AI-generated illustration
AI-generated illustration

The measure emerged from bipartisan, bicameral negotiations led in the Senate by Elizabeth Warren and Tim Scott and in the House by Maxine Waters and French Hill. Housing-policy advocates have cast it as a rare bipartisan breakthrough after years of work, and as the most sweeping federal housing package in a generation.

The congressional action landed alongside a separate political signal in New York City, where all three candidates backed by Mayor Zohran Mamdani won their primaries. Brad Lander defeated Rep. Dan Goldman in New York’s 10th Congressional District, Claire Valdez beat Brooklyn Borough President Antonio Reynoso in the open 7th District, and Darializa Avila Chevalier defeated 10-year Rep. Adriano Espaillat in the 13th District. Mamdani, who was sworn in as mayor on January 1, 2026, saw the results as the first major test of his political influence.

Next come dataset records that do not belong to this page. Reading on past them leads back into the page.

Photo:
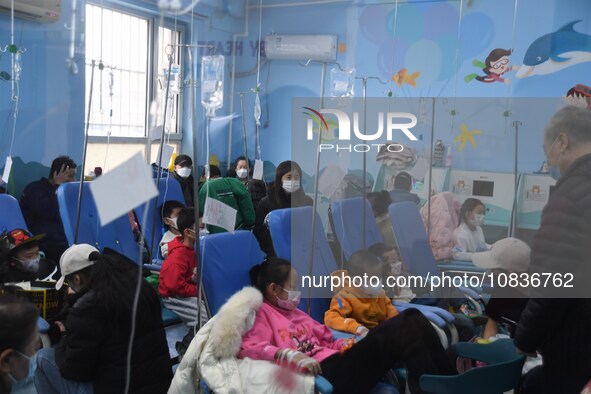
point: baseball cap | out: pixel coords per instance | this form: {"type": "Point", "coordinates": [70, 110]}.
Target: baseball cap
{"type": "Point", "coordinates": [183, 160]}
{"type": "Point", "coordinates": [74, 259]}
{"type": "Point", "coordinates": [11, 240]}
{"type": "Point", "coordinates": [510, 254]}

Taken together, the bill and the primaries point to the same pressure in national politics: voters and lawmakers are demanding more aggressive action on housing costs, even as the tools available in Washington remain limited. Congress can push financing, reviews, and federal guidance, but the new law still depends on state and local decisions to translate ambition into more units and lower rents. The Mamdani-backed wins suggest that message is resonating in Democratic primaries, where affordability politics is colliding with a broader fight over the party’s direction.

This article was produced by Prism’s automated news system from verified source data, official records, and press releases, then run through automated quality and moderation checks before publishing. The system is built and supervised by the people who set the standards it runs under. Read our full AI policy.